Post-sale Discounts :
Discount agreed at the time of supply/sale :
For example- Ram ltd. has entered in an agreement with Sohan Ltd. that if Sohan Ltd. will purchase 200 kg raw material in first three months then it will provide an additional discount of Rs. 10 per KG on goods already sold.
During first three months Sohan Ltd. achieved the target and it was eligible for an additional discount of Rs. 2000/-. Now what will be the treatment of this case under GST?
As per the provisions of sub-section (1) of section 34 CGST Act, 2017, Credit note can be issued when
‘Where one or more tax invoices have been issued for supply of any goods or services or both and the taxable value or tax charged in that tax invoice is found to exceed the taxable value or tax payable in respect of such supply, or where the goods supplied are returned by the recipient, or where goods or services or both supplied are found to be deficient, the registered person, who has supplied such goods or services or both, may issue to the recipient one or more credit notes for supplies made in a financial year containing such particulars as may be prescribed.’
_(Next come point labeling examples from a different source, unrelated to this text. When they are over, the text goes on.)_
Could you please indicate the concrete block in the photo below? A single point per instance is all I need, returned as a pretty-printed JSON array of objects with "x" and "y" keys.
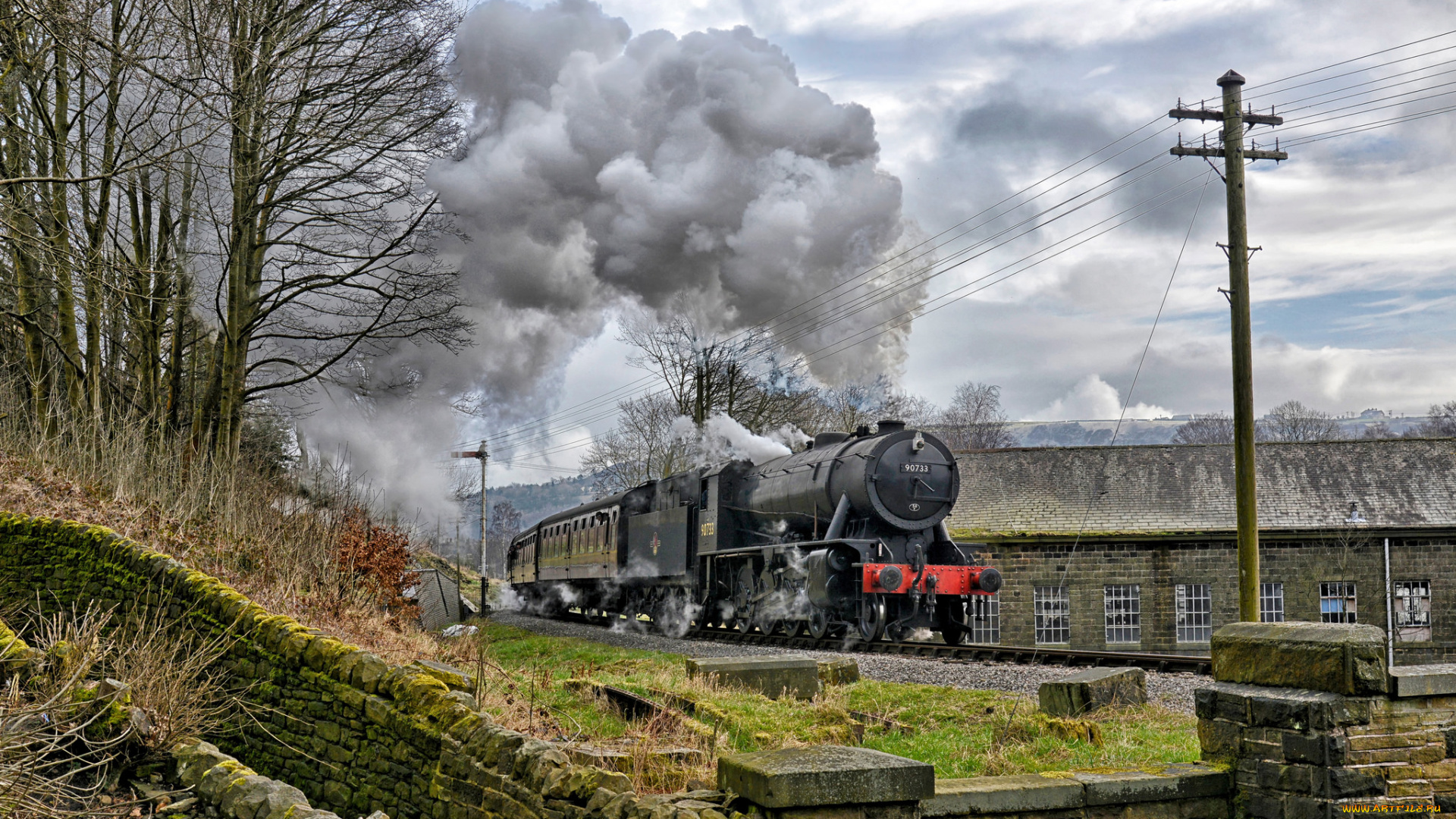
[
  {"x": 840, "y": 670},
  {"x": 824, "y": 774},
  {"x": 1423, "y": 681},
  {"x": 1172, "y": 783},
  {"x": 1318, "y": 656},
  {"x": 1003, "y": 795},
  {"x": 1090, "y": 689},
  {"x": 774, "y": 676}
]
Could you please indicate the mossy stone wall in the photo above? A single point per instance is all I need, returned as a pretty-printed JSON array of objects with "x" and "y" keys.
[{"x": 341, "y": 725}]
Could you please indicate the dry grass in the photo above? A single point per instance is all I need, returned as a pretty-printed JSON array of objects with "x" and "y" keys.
[
  {"x": 67, "y": 735},
  {"x": 265, "y": 535}
]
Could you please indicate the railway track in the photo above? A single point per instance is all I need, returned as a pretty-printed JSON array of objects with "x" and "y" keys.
[{"x": 1022, "y": 654}]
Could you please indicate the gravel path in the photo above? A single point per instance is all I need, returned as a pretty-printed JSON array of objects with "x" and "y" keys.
[{"x": 1172, "y": 689}]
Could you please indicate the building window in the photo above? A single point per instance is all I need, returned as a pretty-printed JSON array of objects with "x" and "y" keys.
[
  {"x": 1194, "y": 613},
  {"x": 1337, "y": 601},
  {"x": 1053, "y": 614},
  {"x": 1125, "y": 614},
  {"x": 1272, "y": 602},
  {"x": 983, "y": 618},
  {"x": 1413, "y": 611}
]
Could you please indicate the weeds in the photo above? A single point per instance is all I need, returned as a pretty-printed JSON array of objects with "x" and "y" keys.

In this case, since there was an agreement at the time of supply and the discount is specifically linked to relevant invoices therefore, this will fall in the purview of section 15(3)(b).
Further, it has also been found that the excessive taxable value has been charged by the supplier. Therefore, the supplier will be required to issue a Credit Note under section 34(1) and the recipient of goods is required to reverse the ITC attributable to such discount.
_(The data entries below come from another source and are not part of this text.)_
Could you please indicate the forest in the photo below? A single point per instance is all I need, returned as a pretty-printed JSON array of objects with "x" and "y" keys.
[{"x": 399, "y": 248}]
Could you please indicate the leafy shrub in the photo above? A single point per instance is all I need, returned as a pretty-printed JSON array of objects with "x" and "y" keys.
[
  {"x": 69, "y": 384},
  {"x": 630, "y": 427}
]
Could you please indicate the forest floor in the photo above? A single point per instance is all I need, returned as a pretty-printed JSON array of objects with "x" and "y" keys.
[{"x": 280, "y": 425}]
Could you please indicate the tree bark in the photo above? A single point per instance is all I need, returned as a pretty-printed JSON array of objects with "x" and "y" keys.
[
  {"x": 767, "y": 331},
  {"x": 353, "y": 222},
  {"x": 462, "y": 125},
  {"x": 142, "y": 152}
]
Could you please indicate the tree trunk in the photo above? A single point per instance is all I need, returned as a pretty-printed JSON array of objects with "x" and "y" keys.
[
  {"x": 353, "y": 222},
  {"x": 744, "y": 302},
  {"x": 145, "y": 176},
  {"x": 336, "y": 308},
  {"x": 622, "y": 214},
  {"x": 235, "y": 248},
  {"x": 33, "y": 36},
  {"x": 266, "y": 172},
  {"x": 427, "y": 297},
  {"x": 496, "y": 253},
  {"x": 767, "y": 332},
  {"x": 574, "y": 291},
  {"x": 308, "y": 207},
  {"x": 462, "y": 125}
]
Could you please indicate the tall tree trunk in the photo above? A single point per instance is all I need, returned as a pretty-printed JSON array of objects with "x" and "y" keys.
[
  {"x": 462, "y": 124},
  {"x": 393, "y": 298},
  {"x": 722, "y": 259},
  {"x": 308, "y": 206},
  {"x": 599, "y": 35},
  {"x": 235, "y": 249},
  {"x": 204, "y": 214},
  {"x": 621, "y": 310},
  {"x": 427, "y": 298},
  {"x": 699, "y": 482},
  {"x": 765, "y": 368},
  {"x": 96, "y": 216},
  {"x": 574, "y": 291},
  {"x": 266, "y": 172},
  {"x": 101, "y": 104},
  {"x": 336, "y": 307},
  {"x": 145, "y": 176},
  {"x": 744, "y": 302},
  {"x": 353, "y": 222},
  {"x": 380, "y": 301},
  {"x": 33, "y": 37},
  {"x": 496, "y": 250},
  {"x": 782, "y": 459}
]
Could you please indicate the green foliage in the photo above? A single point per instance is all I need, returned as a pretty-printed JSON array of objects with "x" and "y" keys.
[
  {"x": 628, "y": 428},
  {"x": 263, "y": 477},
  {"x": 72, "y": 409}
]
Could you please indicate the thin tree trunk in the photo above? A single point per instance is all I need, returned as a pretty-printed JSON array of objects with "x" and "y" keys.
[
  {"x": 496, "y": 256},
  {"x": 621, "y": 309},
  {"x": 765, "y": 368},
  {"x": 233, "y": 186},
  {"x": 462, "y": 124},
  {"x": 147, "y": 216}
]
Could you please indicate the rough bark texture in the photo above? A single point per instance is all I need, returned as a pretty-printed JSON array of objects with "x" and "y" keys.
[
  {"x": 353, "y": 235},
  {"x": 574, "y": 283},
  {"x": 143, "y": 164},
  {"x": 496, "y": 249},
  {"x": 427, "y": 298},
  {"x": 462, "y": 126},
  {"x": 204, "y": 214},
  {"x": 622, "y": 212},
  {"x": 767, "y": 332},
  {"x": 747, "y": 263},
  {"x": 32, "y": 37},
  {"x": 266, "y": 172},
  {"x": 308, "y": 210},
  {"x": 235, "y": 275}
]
Discount NOT agreed at the time of supply/sale :
Sometimes, there are some discounts which are not known at the time of supply or are offered after the supply is already over.
For example, M/s A supplies 10000 packets of biscuits to M/s B at Rs. 10/- per packet. Afterwards M/s A re-values it at Rs. 9/- per packet. Subsequently, M/s A issues credit note to M/s B for Rs. 1/- per packet.
In this case, since the discount is not known at the time of supply of goods, a question may arise whether credit note under sub-section (1) of section 34 of the CGST Act can be issued in such cases even if the conditions laid down in clause (b) of sub-section (3) of section 15 of the said Act are not satisfied.
The same has been clarified by the CBIC vide Circular No. 92/11/2019-GST dated 7th March, 2019 that financial / commercial credit note(s) can be issued by the supplier even if the conditions mentioned in clause (b) of sub-section (3) of section 15 of the said Act are not satisfied. In other words, credit note(s) can be issued as a commercial transaction between the two contracting parties.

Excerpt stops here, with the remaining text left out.